In this article, we describe a case of a woman who presented with progressive nasal obstruction, pain, and fullness, with intermittent epistaxis. Her final diagnosis was a schwannoma originating from the pterygopalatine ganglion. We will follow her journey from the history and admission, through imaging, histopathological examination, all the way to the interventions and management. We will also look at anatomical considerations that should be taken into account when dealing with such a clinical case.

Key facts
Nasopharynx It is part of the pharynx, specifically the space superior to the soft palate at the back of the nose. It connects the nasal and oral cavities, which enables nasal breathing.

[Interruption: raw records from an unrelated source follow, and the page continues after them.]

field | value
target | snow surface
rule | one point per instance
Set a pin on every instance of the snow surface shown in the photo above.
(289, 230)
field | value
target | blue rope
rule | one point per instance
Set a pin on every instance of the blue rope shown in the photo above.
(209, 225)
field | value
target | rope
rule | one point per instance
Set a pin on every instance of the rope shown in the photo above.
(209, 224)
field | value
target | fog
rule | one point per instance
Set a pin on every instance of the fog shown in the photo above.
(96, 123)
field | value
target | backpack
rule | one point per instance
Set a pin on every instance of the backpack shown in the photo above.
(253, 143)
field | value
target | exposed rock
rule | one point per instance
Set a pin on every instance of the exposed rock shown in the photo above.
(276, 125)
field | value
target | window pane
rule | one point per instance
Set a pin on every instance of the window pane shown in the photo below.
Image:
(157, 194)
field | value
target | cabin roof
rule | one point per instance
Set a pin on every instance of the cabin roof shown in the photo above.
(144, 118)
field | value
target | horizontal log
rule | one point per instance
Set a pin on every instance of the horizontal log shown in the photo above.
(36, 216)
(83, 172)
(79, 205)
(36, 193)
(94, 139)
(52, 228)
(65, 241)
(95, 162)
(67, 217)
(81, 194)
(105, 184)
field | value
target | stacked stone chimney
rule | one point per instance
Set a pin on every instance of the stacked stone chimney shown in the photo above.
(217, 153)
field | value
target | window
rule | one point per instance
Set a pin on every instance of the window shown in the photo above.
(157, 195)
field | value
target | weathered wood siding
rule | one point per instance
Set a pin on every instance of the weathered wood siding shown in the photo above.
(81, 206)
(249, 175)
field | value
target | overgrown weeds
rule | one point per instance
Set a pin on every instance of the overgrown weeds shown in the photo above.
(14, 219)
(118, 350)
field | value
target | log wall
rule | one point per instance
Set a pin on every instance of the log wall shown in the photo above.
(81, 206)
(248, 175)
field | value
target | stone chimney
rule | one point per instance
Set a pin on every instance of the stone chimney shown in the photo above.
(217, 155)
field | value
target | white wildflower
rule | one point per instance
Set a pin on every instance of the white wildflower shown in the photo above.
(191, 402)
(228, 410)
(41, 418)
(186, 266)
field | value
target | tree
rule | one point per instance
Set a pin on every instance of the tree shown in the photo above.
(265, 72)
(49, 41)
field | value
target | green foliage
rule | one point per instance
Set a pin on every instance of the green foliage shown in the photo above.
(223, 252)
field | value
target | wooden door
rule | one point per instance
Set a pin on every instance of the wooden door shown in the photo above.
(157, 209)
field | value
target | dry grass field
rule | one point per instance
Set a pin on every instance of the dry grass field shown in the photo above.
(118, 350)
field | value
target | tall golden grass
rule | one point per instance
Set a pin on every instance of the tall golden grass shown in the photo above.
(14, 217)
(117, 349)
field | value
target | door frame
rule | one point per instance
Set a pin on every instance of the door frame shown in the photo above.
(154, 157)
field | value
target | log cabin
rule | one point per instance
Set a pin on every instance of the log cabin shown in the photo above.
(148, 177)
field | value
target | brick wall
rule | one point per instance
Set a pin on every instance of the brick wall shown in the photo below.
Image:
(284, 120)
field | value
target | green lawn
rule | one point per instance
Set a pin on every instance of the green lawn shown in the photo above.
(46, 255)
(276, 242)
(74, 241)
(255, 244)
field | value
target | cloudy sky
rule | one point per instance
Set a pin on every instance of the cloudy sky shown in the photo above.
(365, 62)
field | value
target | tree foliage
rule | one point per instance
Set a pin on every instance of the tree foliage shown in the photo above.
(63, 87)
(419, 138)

The anterior aspect of the nasopharynx communicates through the choanae with the nasal cavity.
Drainage of the paranasal sinuses Frontal sinus -> frontonasal duct -> middle meatus
Ethmoidal air cells -> middle meatus (anterior and middle cells); superior meatus (posterior cells)
Sphenoid sinus -> sphenoethmoidal recess
Maxillary sinus -> middle meatus
Choanae Bony passageways between the nasal cavity and the nasopharynx

After reviewing this case you should be able to describe the following:

This article is based on a case report published in the Journal "Case Reports in Surgery" in 2015, by Caroline C. Jadlowiec, Beata E. Lobel, Namita Akolkar, Michael D. Bourque, Thomas J. Devers, and David W. McFadden.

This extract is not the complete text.